Despite a long history of reported human rights abuses at Guantanamo prison, which both the UN and US President Barack Obama denounced as torture, the prison’s Director of Public Affairs Captain Robert Durand has denied any wrongdoing.

“We will continue to carry out our mission to provide a safe and humane environment,” he said.

Earlier this month, Joint Task Force Guantanamo (JTF-GTMO) denied the existence of an ongoing hunger strike at the facility. Durand called detainee allegations of mistreatment, “outright falsehoods and gross exaggerations,” implying that the protest was insignificant compared to one that took place in 2006. He also claimed that detainees had fabricated incidents of misconduct.

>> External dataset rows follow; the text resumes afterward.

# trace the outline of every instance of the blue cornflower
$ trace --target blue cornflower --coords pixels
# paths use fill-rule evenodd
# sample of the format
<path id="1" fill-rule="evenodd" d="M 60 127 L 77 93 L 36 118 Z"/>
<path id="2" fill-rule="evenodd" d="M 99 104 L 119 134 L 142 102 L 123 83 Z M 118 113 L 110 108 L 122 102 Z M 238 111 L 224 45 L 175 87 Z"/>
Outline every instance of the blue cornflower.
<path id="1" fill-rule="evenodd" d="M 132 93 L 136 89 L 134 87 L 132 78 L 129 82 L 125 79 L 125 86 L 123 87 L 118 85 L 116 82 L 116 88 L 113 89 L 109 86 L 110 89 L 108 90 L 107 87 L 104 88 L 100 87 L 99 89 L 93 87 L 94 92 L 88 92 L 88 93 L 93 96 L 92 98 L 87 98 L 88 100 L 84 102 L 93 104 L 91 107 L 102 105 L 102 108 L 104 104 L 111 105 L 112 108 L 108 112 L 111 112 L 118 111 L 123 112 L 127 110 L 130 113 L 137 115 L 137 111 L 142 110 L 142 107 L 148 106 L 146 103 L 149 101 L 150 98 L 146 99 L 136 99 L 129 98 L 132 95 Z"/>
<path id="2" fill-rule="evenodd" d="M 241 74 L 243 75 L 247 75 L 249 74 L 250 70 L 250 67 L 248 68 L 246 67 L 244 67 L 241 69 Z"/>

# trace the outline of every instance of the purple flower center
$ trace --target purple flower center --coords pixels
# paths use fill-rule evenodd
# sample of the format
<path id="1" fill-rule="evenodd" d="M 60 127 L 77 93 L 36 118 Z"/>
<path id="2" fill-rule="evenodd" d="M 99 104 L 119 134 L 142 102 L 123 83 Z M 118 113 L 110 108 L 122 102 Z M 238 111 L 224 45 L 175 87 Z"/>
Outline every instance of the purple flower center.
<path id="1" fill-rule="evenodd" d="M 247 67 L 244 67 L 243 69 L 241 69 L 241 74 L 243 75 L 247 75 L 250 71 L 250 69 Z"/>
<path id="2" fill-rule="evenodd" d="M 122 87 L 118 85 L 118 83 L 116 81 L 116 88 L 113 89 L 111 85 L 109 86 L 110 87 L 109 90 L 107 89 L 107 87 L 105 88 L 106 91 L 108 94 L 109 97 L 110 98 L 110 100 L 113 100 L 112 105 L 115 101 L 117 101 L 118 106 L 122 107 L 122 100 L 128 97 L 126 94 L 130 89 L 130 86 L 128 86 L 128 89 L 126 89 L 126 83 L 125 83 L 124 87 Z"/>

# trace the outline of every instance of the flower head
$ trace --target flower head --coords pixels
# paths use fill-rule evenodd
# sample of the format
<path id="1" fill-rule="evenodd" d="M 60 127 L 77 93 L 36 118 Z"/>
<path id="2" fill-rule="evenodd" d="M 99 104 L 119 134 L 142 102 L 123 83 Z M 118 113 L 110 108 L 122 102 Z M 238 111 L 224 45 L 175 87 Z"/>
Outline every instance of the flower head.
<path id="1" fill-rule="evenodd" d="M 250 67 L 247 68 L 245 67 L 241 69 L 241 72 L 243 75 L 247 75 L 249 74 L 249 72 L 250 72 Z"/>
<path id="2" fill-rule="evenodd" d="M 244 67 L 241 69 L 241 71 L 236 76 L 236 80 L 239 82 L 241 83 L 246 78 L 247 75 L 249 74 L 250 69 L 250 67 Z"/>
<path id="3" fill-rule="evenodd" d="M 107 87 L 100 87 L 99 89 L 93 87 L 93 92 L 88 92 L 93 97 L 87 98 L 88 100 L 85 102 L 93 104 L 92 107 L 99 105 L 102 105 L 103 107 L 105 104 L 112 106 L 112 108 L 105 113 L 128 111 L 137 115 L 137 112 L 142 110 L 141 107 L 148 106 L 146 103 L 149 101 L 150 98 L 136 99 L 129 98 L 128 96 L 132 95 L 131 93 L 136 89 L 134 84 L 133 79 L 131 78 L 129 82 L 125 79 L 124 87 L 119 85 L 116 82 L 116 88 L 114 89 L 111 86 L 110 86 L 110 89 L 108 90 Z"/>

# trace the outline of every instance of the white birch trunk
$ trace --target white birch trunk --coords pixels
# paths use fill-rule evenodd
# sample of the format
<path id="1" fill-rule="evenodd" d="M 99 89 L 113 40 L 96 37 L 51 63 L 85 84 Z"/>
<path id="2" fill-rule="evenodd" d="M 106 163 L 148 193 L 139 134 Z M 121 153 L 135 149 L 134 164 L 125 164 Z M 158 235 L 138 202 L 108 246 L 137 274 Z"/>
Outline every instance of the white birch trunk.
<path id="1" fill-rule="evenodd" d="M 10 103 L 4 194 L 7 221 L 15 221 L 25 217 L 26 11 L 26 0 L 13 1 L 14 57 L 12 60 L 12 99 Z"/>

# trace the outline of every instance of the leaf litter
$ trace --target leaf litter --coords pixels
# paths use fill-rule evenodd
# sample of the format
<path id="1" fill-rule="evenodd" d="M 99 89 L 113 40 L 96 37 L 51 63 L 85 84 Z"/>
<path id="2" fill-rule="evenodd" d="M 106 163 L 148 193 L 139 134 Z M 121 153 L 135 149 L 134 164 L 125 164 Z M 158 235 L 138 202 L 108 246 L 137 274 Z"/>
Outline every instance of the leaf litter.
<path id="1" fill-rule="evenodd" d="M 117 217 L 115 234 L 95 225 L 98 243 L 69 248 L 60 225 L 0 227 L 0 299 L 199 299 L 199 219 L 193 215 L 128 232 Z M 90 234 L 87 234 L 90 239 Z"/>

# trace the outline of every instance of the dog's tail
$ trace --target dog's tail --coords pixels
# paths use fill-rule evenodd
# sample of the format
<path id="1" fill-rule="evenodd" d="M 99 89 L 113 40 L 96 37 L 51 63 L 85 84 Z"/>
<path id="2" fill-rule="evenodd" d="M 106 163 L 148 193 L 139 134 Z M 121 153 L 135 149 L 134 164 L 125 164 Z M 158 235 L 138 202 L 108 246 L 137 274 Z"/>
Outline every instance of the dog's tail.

“If the definition of a hunger striker is entirely in their control and is a matter of their discretion, then I think that explains how they are able to say that there are no more than a handful of men on hunger strike,” Pardiss Kebriaei of the Center for Constitutional Rights (CCR) told RT.

“While JTF-GTMO continues to deny the existence of a mass hunger strike at Guantánamo, attorneys report that the prisoners’ health is declining rapidly as the hunger strike enters its second month,” CCR said in a statement on Thursday.

Gitmo prisoners have reportedly been on a hunger strike over alleged mistreatment at the hands of prison guards. Some 130 people housed in Camp 6 of Guantanamo Bay are believed to be participating, and a reported two-dozen men have lost consciousness due to their low blood glucose levels from the hunger strike.

The prisoners are protesting against the sacrilegious disrespect displayed towards their religion by the confiscation of Korans, according to detainees and their lawyers. Although Durand has categorically denied “any claims of abuse, desecration or mishandling,” it is unclear how he defined those terms.


Detention center "Camp Delta" at the US Naval Base inGuantanamo Bay, Cuba on October 18, 2012 in this photo reviewed by the US Department of Defense. (AFP Photo)



Approximately five men have been subjected to force-feeding – a procedure that can be considered a form of ‘cruel or unusual punishment,’ contrary to the Eighth Amendment of the US Constitution and tantamount to torture, according to a UN Human Rights Commission report in 2006. The same report demanded the immediate closure of the offshore prison, and to cease all such “practices amounting to torture.” Force-feeding involves restraining a detainee by strapping them into a chair, inserting a tube down their throat and into the stomach, often through the nose; Durand confirmed that the five undergoing force-feeding have been subjected to the nostril-tube method.